Tuesday, June 30, 2015
Sleep Apnea Can Be A Risk Factor For Erectile Dysfunction?
A review of studies published in the September issue of the journal “Sleep and Breathing” suggests an association between erectile dysfunction, commonly known as impotence, and obstructive sleep apnea - characterized by the interruption syndrome of breathing for more than 10 seconds during sleep.
According to experts at Tufts University in the United States, “Erectile dysfunction is a well-known entity with certain risk factors, which usually has a negative impact on quality of life.” And for them, obstructive sleep-disordered breathing would be among the possible risk factors for erectile dysfunction.
Assessing the scientific literature on the subject, the researchers found that there is evidence that these respiratory disorders induce a series of abnormalities in the neural regulation, hormonal and vascular that may contribute to the development of sexual problems.
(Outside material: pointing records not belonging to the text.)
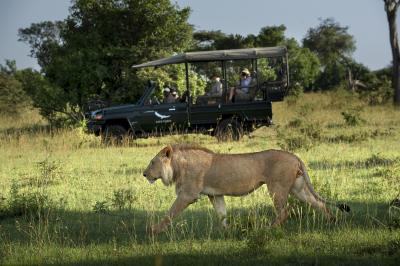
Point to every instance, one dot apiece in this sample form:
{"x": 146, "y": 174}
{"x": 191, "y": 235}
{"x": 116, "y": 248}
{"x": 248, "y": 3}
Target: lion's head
{"x": 160, "y": 167}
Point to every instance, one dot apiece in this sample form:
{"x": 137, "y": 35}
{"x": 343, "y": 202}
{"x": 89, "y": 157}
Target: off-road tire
{"x": 229, "y": 130}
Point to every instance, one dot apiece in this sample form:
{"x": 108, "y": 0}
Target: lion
{"x": 197, "y": 171}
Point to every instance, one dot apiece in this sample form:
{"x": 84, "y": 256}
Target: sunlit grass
{"x": 81, "y": 178}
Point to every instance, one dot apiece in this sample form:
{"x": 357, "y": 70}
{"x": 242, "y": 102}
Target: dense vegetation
{"x": 66, "y": 199}
{"x": 88, "y": 56}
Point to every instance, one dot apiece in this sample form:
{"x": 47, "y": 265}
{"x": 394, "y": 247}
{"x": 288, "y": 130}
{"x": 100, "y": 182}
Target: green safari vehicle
{"x": 223, "y": 115}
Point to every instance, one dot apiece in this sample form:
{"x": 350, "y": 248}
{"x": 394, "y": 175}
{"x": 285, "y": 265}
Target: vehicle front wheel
{"x": 228, "y": 130}
{"x": 114, "y": 134}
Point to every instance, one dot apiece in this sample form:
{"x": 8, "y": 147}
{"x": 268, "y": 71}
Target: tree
{"x": 391, "y": 7}
{"x": 329, "y": 41}
{"x": 90, "y": 53}
{"x": 271, "y": 36}
{"x": 334, "y": 47}
{"x": 12, "y": 95}
{"x": 304, "y": 66}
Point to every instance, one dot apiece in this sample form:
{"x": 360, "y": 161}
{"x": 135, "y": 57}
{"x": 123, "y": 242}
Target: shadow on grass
{"x": 241, "y": 258}
{"x": 373, "y": 161}
{"x": 27, "y": 130}
{"x": 84, "y": 228}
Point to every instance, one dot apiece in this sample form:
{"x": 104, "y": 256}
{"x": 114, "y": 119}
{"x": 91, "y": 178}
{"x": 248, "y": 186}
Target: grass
{"x": 66, "y": 199}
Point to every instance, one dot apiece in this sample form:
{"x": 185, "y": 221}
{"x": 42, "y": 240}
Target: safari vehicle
{"x": 193, "y": 112}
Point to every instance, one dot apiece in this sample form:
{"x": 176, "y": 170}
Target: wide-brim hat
{"x": 246, "y": 71}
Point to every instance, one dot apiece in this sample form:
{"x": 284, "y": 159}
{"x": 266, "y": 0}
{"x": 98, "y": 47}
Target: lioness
{"x": 196, "y": 170}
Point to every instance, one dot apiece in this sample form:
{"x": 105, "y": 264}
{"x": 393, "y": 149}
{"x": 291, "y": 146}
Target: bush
{"x": 28, "y": 204}
{"x": 353, "y": 118}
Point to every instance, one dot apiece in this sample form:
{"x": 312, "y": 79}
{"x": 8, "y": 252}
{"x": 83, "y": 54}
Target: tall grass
{"x": 66, "y": 199}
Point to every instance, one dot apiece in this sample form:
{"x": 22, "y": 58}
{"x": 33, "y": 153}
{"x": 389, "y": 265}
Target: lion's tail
{"x": 340, "y": 206}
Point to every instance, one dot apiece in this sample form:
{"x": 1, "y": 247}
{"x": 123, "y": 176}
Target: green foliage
{"x": 363, "y": 173}
{"x": 12, "y": 95}
{"x": 50, "y": 99}
{"x": 123, "y": 198}
{"x": 90, "y": 54}
{"x": 30, "y": 204}
{"x": 353, "y": 117}
{"x": 304, "y": 67}
{"x": 217, "y": 40}
{"x": 330, "y": 41}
The authors point out that, although more studies are needed for confirmation, several cases and the opinions of experts have contributed to show a fundamental relationship between apnea and erectile dysfunction.
With the analyses, the researchers concluded that the treatment of respiratory problem may help treat erectile dysfunction. Thus, it is recommended that patients with this sexual problem were evaluated for sleep quality.
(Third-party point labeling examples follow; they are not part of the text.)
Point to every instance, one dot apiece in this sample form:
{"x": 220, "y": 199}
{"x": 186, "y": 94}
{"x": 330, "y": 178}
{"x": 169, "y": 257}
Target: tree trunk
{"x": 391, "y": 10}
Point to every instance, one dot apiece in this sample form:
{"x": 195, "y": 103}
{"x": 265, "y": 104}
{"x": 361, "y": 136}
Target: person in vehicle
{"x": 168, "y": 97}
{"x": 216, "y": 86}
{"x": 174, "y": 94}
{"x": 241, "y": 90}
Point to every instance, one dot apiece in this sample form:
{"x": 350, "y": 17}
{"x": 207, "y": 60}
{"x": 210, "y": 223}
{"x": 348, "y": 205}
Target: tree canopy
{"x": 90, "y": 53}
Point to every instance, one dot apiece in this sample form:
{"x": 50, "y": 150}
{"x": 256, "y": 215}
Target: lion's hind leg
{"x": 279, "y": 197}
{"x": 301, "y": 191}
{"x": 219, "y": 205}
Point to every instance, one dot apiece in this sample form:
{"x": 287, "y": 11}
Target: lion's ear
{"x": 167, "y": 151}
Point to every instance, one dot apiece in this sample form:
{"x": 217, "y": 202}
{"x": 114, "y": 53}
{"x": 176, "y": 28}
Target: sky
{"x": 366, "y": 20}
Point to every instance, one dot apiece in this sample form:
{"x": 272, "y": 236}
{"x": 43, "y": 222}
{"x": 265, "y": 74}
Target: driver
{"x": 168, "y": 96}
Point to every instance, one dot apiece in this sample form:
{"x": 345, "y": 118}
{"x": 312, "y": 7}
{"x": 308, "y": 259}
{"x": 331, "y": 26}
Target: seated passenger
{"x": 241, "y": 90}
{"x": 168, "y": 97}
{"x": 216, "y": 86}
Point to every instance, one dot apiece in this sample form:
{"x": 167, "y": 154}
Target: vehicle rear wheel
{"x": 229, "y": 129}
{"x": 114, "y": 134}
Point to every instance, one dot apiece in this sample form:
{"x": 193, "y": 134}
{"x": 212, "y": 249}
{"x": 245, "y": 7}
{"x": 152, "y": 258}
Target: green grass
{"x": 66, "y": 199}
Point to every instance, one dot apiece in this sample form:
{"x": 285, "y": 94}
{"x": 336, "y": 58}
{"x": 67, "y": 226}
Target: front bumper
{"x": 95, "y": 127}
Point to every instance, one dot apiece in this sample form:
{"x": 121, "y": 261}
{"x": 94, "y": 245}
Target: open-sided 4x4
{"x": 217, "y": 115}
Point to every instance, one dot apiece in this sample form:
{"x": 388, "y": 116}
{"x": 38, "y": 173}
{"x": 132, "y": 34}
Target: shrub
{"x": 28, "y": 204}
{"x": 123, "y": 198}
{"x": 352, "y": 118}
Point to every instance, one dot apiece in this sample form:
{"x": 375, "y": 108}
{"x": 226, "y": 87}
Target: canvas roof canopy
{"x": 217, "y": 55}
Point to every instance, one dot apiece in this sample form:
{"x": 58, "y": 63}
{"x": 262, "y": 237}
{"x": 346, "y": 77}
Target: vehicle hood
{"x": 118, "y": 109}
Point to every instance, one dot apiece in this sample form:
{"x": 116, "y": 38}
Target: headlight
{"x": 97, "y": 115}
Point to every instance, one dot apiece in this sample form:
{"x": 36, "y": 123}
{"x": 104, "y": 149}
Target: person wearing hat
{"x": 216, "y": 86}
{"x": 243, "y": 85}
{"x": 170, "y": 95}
This was the biggest study to date to exhibit a relationship between obstructive rest apnea and erectile disorder. Specialists at Mount Sinai Medical Center in New York assessed 870 continuously enlisted men through a heart screening project. Patients were screened for obstructive sleep apnea and erectile dysfunction through clinical polls and were asked some information about their history of cardiovascular sickness, pulse, diabetes and smoking. The average age of the men involved in the study was 47 years, with an average BMI of 30.
63 percent of patients in the study were noted positive for obstructive sleep apnea, 5.6 percent had a past filled with diabetes, and 29 percent had a smoking history. This concluded that the probability for having OSA increase with the increase in the severity of erectile disorder.
While there gives off an impression of being an immediate connection in the sleep apnea or obstructive sleep apnea (OSA) and the advancement of ED, the regular covering components and shared danger elements make it to some degree hard to build up an unmistakable fundamental relationship. Both conditions are connected with aging, hypertension, and diabetes, which may jumble the genuine relationship between sleep apnea and erectile dysfunction. Accordingly, some civil argument exists about whether OSA is an essential cause of ED or whether the two simply exist together because of comparable shared co-morbid fundamental elements.